Backlog is around 800 million and the global credit crisis will take a chunk out of that backlog but newer contracts will minimize the loss of credit challenged contracts. The Chinese government does not have any trouble raising money given the 586 billion stimulus package the government has already passed and implemented. The upside to APWR future stock price is how fast China government can implement and sign contracts for wind and more electrical power stations. Distributed power stations , which APWR has recognized 100% of revenues and profits in the past , will gain steam because around 50% of all electrical capacity built in the USA for the national grid is lost in distribution from the power station to the destination facilities receiving the power. In China, these small localized power stations produce the power directly to the customer thus increasing the efficiency and lowering the cost and price to produce power. Distributed power stations will become the norm for most under developed third world countries.

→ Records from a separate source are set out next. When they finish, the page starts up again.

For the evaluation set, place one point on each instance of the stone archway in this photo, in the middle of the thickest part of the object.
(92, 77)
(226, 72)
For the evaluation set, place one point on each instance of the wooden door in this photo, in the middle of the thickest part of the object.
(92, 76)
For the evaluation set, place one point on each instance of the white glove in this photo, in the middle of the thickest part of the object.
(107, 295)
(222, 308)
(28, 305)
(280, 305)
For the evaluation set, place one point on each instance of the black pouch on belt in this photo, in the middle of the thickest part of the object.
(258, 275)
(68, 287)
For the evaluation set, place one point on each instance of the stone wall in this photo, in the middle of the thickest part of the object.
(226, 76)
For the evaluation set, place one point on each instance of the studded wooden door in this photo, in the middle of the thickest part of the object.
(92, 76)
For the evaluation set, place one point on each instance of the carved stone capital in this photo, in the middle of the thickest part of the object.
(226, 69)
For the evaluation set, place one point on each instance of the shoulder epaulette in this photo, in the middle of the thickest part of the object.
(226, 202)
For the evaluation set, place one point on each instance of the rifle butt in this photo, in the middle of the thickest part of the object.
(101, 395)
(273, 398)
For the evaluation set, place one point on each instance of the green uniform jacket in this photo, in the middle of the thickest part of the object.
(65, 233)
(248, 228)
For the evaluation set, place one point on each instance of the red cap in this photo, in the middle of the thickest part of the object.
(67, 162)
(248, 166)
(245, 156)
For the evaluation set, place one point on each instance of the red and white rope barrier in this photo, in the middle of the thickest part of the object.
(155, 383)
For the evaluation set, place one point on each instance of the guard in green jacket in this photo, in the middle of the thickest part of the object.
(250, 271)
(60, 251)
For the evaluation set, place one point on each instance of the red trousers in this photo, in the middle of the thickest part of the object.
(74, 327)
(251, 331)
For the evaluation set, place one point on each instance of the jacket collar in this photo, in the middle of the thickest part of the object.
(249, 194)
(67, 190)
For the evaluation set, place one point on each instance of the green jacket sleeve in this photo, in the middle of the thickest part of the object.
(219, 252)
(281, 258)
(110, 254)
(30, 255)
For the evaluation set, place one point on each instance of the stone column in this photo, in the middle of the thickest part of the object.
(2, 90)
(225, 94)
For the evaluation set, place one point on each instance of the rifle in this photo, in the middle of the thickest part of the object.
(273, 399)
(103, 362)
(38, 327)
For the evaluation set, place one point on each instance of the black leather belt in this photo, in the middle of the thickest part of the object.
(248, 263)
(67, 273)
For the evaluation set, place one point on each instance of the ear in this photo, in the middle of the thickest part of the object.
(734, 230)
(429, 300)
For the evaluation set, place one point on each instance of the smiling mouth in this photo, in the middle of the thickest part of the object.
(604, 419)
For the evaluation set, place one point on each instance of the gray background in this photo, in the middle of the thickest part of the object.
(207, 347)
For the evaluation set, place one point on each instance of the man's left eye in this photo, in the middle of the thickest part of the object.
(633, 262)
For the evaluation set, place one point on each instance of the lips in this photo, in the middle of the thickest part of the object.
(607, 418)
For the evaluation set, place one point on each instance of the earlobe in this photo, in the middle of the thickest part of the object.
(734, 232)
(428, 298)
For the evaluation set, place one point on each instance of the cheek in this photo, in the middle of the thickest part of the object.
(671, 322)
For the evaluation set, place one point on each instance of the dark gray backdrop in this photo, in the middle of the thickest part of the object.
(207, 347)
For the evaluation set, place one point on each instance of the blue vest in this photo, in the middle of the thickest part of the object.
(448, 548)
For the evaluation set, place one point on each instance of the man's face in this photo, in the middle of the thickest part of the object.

Future earnings from Roth Capital (which recently cut their estimates after a current on site tour) are for $1.38 per share end of 2009. Current price to earnings is a solid 4 and no p/e factor is given to the current pricing of the equity. Balance sheet of APWR is solid and financed with cash on the books of over $1.80 per share and zero debt. APWR has a potential to become a grand slam if and when markets correct and the world gets back on track to building and installing much needed electrical power and using green , clean windpower instead of coal. Some countries have plenty of wind power potential, ie Thailand and Vietnam and the inner Mongolia region of central China has the equivalent wind power of Montana and Wyoming combined. APWR has 7 wind farms approved they will be building and running for future residual revenues in inner Mongolia. This particular region has 118 wind farms proposed by the Chinese government and the Mongolia region is where the 2nd wind turbine production facility is planned and approved for future expansion by APWR.
Green and renewable energy funds must include APWR into their mixture of investments as wind power and China and distributed power stations using geothermal, solar, and especially wind are going to contribute to the bottom and top lines for APWR going forward. The ability to start a position in APWR is paramount in the short term as the ribbon cutting ceremony is going to bring a lot of publicity and interest in the small float APWR as the title of “”"China’s Largest Wind Producer”” sinks in with investors as APWR will produce around 1100 megawatts of wind by end of 2010 from this first facility. Norwin and Furhlandher are helping/partnering with the design and installation/building of the turbines using existing Dutch and German proven engineering. As the world recovers from this credit slow down, APWR p/e factor is going to approach 10 with demonstrated earnings around $1.30 per share end of 2009 gives you an equity priced around $13 per share conservatively. APWR is a must own for any green , clean fund on investing for our cleaner, greener future!